Start-ups that did well in the ‘Germany – Land of Ideas’ initiative

We have written about the “Germany – Land of Ideas” initiative and we often highlight one of the most dynamic areas of the current German economy, that is, start-ups. This time, we want to mention a few start-ups that were part of the recent “Landmarks in the Land of Ideas” competition.

The Germany Land of Ideas 2017 “Landmarks in the Land of Ideas” competition shined the limelight on 100 different projects (German) across the country. These projects each proposed new solutions to answer “complex challenges such as immigration, digitisation and globalisation.” Experimentation, curiosity and “courage to rethink issues” were all important issues in deciding on the winners.

Ultimately, these nation-wide projects are aimed at moving Germany forward and creating a more open society.
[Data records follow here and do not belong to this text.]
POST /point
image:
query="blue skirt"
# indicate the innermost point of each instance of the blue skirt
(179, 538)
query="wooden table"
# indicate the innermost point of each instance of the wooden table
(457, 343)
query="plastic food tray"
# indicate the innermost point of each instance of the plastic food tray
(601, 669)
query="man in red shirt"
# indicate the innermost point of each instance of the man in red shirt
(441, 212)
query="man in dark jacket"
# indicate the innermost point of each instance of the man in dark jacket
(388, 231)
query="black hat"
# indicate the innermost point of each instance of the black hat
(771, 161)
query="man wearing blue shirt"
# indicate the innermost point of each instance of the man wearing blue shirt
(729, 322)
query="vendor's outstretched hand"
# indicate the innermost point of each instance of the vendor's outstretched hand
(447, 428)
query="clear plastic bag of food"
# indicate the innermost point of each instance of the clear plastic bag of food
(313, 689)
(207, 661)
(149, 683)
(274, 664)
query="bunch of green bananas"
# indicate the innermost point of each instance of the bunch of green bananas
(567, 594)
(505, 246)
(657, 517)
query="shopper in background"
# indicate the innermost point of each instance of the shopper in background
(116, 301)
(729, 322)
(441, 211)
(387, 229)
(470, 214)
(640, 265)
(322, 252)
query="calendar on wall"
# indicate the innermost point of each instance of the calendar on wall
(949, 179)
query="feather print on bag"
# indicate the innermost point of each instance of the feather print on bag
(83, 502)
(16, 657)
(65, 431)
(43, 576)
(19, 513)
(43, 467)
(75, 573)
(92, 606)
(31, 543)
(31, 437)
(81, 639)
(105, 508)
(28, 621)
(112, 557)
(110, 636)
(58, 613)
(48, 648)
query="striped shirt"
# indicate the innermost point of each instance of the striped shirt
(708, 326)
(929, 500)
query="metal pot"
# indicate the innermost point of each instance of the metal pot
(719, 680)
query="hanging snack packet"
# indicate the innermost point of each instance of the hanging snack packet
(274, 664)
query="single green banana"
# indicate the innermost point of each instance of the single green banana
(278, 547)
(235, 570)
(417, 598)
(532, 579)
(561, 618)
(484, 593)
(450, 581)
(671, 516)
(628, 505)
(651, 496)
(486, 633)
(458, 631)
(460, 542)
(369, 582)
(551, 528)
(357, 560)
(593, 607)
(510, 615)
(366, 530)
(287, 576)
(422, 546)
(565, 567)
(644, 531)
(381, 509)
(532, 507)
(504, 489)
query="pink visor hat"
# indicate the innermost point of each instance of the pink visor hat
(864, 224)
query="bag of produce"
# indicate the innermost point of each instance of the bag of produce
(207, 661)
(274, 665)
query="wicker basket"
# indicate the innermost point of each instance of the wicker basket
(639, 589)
The prize winners receive advice from mentors on how to secure financing, improve their public relations and create a business plan.

Here is list of some of the more interesting start-ups on the list:

(1) ReCup: the company launched in 2016 and provides reusable coffee cups and various ways of encouraging users to reuse them.

(2) Binee: provides a decentralised return bin for electronic appliances which promotes easy, transparent recycling.

(3) Querfeld: sells oddly shaped fruits and vegetables which helps prevent them from being dumped before reaching the point of sale.

(4) Aponix: makes vertical pot planters which allows for vegetables gardens to be grown even in small urban spaces.

(5) Conflictfood: distributes speciality foods from conflict zones to help local farmers and encourage peace.

(6) Flowtify: simplifies quality and hygiene management for restaurants.

(6) Mecuris: uses 3D printers to make and fit patients with prostheses.

(7) Africa Greentech: is a social start-up that uses mobile solar power plants to provide clean electricity to villages in Africa.

(8) Beeming Box: sells organic produce and uses the funds to support local aid projects.

(9) Tsenso: helps people determine the actual shelf-life of products which helps reduce that amount of perfectly good food that is discarded.

(10) dresslife: with the aid of big data, the company aims to reduce the number of expensive and wasteful returns for clothes bought online.